As Sweden’s krona plunges to its lowest point since the financial crisis, the central bank may finally get the economic setting it needs to start raising interest rates.
Riksbank Governor Stefan Ingves and his colleagues will be watching the exchange rate closely when they meet this week to discuss monetary policy in the biggest Nordic economy. Their announcement is due on Sept. 6, just three days before a national election that could upend the status quo in Swedish politics. All 24 analysts surveyed by Bloomberg expect the bank to keep the main rate at minus 0.5 percent, but the weak currency is likely to shape any forward-looking comments.
“The krona is so weak today that it’s absolutely a parameter that will be weighed in,” said Annika Winsth, chief economist at Nordea AB, the biggest Nordic bank. For now, “underlying inflation is so weak,” that there won’t be a rate increase this week, she said.
The Riksbank will discuss the future of monetary policy as Sweden girds for what is set to be one of the most consequential elections in its history. The nationalist Sweden Democrats — a party that wants the country to leave the European Union — is poised to win almost 20 percent of the vote. The party’s ascent has made it more difficult for the two main political blocs to form a viable government, and the uncertainty surrounding the election outcome is a key reason for the selloff in Sweden’s currency.

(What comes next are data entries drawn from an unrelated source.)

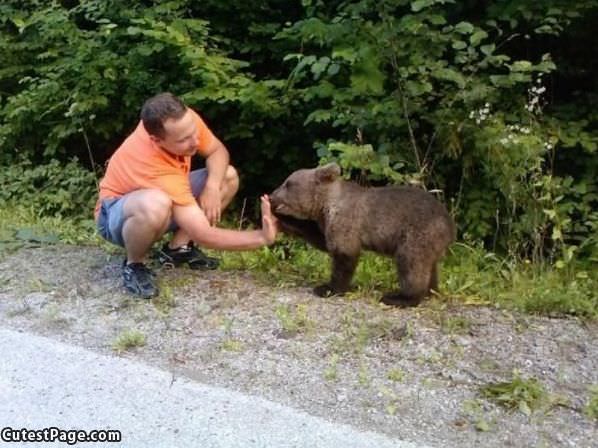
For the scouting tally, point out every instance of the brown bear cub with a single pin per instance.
(342, 218)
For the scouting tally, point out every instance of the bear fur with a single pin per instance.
(343, 218)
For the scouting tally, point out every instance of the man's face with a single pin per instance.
(180, 136)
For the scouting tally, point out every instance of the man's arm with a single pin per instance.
(193, 221)
(210, 200)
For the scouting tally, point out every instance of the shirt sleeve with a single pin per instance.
(205, 135)
(177, 187)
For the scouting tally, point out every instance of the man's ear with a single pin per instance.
(328, 173)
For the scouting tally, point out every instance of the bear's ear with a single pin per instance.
(328, 173)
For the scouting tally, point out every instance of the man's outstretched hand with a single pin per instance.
(269, 221)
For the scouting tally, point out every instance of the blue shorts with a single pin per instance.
(111, 218)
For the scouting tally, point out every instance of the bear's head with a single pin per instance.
(302, 194)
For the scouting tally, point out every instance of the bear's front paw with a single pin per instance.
(394, 299)
(324, 290)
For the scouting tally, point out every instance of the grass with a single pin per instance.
(526, 395)
(127, 340)
(469, 274)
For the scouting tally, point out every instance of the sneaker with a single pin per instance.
(138, 279)
(189, 254)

A weaker exchange rate raises the price of imports and drives up inflation. It also feeds Swedish economic growth by making exports cheaper.
But according to Winsth, “the Riksbank is probably worried about the weak krona.” She says that “when the election is over next week, some of the krona weakness we are currently seeing could quickly disappear and weak service inflation and weak underlying inflation may become more in focus again.”
Recent data show that the Riksbank’s long struggle to revive inflation is far from over. While headline price growth has been close to the 2 percent target for more than a year, inflation excluding energy has slowed to a 17-month low. Price growth on services, something closely watched by policy makers, is at its lowest since 2015.
The Riksbank’s board was split at its most recent meeting, with two members arguing for a rate hike right away, or in September, while the other four wanted to wait until next month or December.
First Deputy Governor Kerstin af Jochnick — who has consistently been one of the most dovish board members together with Deputy Governor Per Jansson — said last month that it was “very good” that headline inflation is now more than 2 percent and that the weak krona is likely to have an impact further ahead. But she also said she wants to see more evidence that inflation gains are being felt across the broader economy.
“We want inflation to stabilize around 2 percent, and we can see that inflation pressure has been moderate for some time,” af Jochnick said after a speech. “In July I mentioned service prices because they have turned downwards, and it’s been in our forecast that they should remain at the levels that they touched earlier.”